Why NRL Matters In The Fight For The Election Premiership
Anthony Albanese and Scott Morrison are going head to head this Saturday and a key beat of the election campaign has been character.
Both candidates are fighting for our vote at the polling booth and posing the question: who do we like more?
Anthony Albanese and Scott Morrison’s personalities have morphed over the years as they’ve geared up for the top job but interestingly Morrison wasn’t always the ScoMo we know him as today: the NRL, curry loving bloke from the Sutherland Shire. In fact this persona aligns much more with Albo’s origin story.
“He was born with three faiths, the Catholic church, the Australian Labor Party and the South Sydney Rugby League Football Club,” Lech Blaine tells me as we discuss the core pillars of Anthony Albanese’s persona.
“He was the son of a single mother who was raised in council housing in Marrickville by his Mum who was on the disability support pension.”
Lech Blaine penned the Quarterly Essay Blokes: The Larrikin Myth, Class and Power that looks at the myth of the larrikin as well as the importance of NRL as a class fault line in federal politics.
Anthony Albanese has loved rugby league since he was a child and that love stuck with him when he entered politics in 1996. A few years later South Sydney were kicked out of the league at the end of the 1999 season and Albanese became a major part of the campaign to get Souths back into the competition.
In fact Albanese was vocal in the parliament fighting against Rupert Murdoch who was rationalising the NRL at the time.
“It sounds a little bit trivial to anyone who doesn’t have a particular interest in sport or rugby league, but it was pretty out there for a politician at that point to really buck against News Corp in any public way,” Blaine said.
This outspoken bloke fighting for NRL was Albanese’s bread and butter.
Rugby is a class fault line across Australia as generally more traditional working class families support NRL and upper-middle class families support rugby union, and this can be traced back to the origins of the code.
NRL has roots dating back to 1895 when clubs in the North of England broke away from the Rugby Football Union because players wanted to be paid for their time away from work on rugby tours or when injured.
The Rugby Football Union said that “if men couldn’t afford to play, then they shouldn’t play at all” and this was the beginning of a class shift between the codes.
Rugby union is the arena where Morrison came of age.
Morrison grew up in Sydney’s affluent East Suburb of Bronte. His dad was a police officer who then later became a local mayor and he played rugby union. Morrison had jobs within the real estate industry and then ended up working for the Liberal party.
“So for all intent and purposes he was very different from Albanese in a lot of ways,” says Blaine.
“He was a rugby union fan and he didn’t have any stated affinity for rugby league at all. He had a resume which listed his sporting interests and that was the Waratahs in NSW, which is a rugby union team, Randwick locally, which is another rugby union team, and then the Western Bulldogs in the AFL.”
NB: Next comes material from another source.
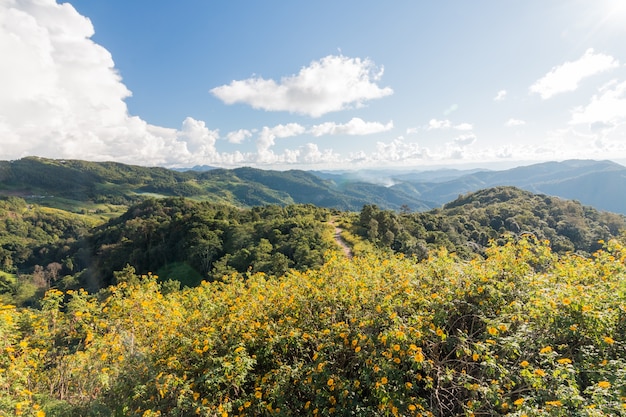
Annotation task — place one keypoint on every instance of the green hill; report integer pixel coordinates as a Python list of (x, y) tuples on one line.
[(66, 182)]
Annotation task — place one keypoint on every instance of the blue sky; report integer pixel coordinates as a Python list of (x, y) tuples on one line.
[(313, 85)]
It wasn’t until Morrison was pre-selected for the seat of Cook which encompasses the Sutherland Shire, the heartland of the Cronulla Sharks, that he started to publicly support the Sharks and rugby league at large.
When the Cronulla Sharks won the premiership in 2016 he became their number one fan and started to fully emerge as the beer drinking, rugby league loving bloke that he’s modelled his prime ministership on. This was a conscious attempt to tap into the disillusionment within outer-suburban and regional areas where rugby league rules the roost.
Regional populations in NRL heartlands are quite a lot larger than others states, while Victoria has a reasonably large regional population, states like Queensland and New South Wales are much larger, and importantly the main religion in those regional populations is rugby league. So having a candidate that has an interest in the sport is important for many of these voters as we head to the polls.
The marginal seats both parties need to win in the upcoming election are generally rugby league seats and Morrsion, a union fan from the Eastern Suburbs, recognises this.
“I think through the use of this persona after becoming prime minister, Morrison really pitched himself towards a group of people who felt a bit neglected or that the media class or political class were disinterested in them.”
This ScoMo person has been focus grouped and it was a conscious attempt by Morrison to tap into tropes of Australian manhood and our greater obsession with sport.
Funnily, the crafted ScoMo personality has crossovers with Anthony Albanese’s real life story and Albo has almost veered out completely of the Aussie bloke persona as he’s geared up for the election.
If Albanese leaned heavily into his Albo persona Blaine thinks it would’ve seemed like he was copying ScoMo and perhaps it would have been Albo that would be accused of identity theft.
The game between the fibros and the silvertails has roots far greater than the turf its played on, and as d-day looms closer for both leaders it’s important to note how NRL is woven into the political game for the fight for the election premiership.